Di antara yang tewas adalah warga sipil, termasuk perempuan dan anak-anak, yang menonton parade militer, kata kantor berita Irna.
Salah satunya adalah bocah perempuan berusia empat tahun dan seorang veteran militer yang menggunakan kursi roda, kata seorang juru bicara militer.
Wartawan lokal Behrad Ghasemi mengatakan kepada kantor berita Prancis AFP bahwa penembakan trus terjadi antara 10 dan 15 menit dan setidaknya satu dari penyerang mengenakan seragam Pengawal Revolusi.
"Awalnya kami pikir itu bagian dari parade, tetapi setelah sekitar 10 detik kami menyadari itu adalah serangan teroris karena sejumlah pengawal (pejabat) mulai melepaskan tembakan balasan," katanya.
"Semuanya menjadi kacau dan tentara mulai bergerak berlarian. Saya melihat seorang anak berusia empat tahun tertembak, dan juga seorang perempuan," tambahnya.
Keempat penyerang tewas, kata media pemerintah. Parade militer ini bagian dari sejumlah parade militer di berbagai kota di seantero negeri, sebagai bagian dari peringatan perang Iran-Irak 1980-1988.
Siapa di balik serangan itu?
Muncul berbagai tudingan, namun juga pengakuan yang saling berbeda. Seorang juru bicara Perlawanan Nasional Ahvaz, sebuah kelompok payung yang mengklaim membela hak-hak minoritas Arab di Khuzestan mengatakan, kelompok itu berada di balik serangan itu.
Juru bicara itu tidak menyebut apakah kelompok itu memiliki hubungan dengan negara lain. Kantor berita ISIS Amaq juga mengklaim bahwa ISIS adalah pelaku serangan itu, kendati tidak menyertakan bukti bahwa mereka memang terlibat.
Betapa pun, ISIS telah melancarkan serangan besar di Iran sebelumnya. Pada Juni tahun lalu, sejumlah pembom bunuh diri menyerang parlemen dan makam pendiri Republik Islam Ayatollah Khomeini, menewaskan 18 orang.
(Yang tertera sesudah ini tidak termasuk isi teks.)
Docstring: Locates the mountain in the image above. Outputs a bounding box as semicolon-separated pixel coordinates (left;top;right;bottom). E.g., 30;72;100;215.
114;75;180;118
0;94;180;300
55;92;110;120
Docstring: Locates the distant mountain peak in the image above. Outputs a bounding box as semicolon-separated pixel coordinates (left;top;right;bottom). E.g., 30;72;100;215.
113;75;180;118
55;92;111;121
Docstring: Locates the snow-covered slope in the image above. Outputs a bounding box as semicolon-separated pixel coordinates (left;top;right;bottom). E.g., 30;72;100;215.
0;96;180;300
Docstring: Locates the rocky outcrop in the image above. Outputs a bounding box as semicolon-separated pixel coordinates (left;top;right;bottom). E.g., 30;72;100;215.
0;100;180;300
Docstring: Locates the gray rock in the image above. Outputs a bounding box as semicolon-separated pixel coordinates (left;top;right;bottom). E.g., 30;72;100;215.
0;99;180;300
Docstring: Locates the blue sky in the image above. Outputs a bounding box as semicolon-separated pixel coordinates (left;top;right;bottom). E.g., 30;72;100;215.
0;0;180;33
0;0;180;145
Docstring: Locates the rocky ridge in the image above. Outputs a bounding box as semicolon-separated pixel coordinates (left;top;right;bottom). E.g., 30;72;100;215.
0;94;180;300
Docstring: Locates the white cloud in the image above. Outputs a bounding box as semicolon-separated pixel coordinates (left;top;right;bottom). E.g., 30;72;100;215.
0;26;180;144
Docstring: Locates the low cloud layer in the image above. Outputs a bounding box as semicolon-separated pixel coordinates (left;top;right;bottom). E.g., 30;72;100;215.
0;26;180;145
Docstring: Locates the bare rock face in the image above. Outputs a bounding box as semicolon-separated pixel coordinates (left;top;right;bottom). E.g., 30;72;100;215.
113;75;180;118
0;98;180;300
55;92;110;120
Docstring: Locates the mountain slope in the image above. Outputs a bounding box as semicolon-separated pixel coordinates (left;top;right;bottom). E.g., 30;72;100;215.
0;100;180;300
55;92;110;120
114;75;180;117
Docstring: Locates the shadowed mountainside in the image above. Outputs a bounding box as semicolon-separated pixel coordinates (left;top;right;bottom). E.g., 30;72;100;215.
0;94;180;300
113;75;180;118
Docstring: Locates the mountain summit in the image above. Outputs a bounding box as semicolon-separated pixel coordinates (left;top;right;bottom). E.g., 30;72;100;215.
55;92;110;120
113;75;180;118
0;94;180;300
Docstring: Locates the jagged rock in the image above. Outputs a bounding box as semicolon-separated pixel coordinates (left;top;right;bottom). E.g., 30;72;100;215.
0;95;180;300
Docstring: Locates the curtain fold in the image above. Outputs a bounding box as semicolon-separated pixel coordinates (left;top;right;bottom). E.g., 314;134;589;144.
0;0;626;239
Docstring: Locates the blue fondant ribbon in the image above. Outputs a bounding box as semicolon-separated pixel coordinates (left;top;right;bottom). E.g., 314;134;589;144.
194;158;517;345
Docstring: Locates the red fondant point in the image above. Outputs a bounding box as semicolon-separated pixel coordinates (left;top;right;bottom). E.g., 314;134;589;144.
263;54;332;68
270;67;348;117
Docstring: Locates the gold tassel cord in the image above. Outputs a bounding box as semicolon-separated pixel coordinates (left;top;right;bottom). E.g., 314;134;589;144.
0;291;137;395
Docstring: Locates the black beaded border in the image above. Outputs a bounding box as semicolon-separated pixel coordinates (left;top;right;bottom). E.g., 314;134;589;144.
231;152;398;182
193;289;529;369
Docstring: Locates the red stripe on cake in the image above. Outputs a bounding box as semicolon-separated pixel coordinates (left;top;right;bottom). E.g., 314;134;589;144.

Pemerintah Iran dan para pejabat militer menunjuk negara-negara Teluk, AS dan Israel, yakni negara-negara yang berada dalam ketegangan dengan Iran sejak lama.
Seorang juru bicara Pengawal Revolusi menuduh bahwa para penyerang itu telah 'dilatih dan diorganisir oleh dua negara Teluk' dan memiliki hubungan dengan AS dan Israel.
AS dan Arab Saudi menuduh Iran mendukung pemberontak Houthi dalam konflik bersenjata di Yaman, di mana Arab Saudi dan Uni Emirat Arab terlibat secara militer memihak pemerintahan Presiden Abdrabbuh Mansour Hadi yang diakui secara internasional.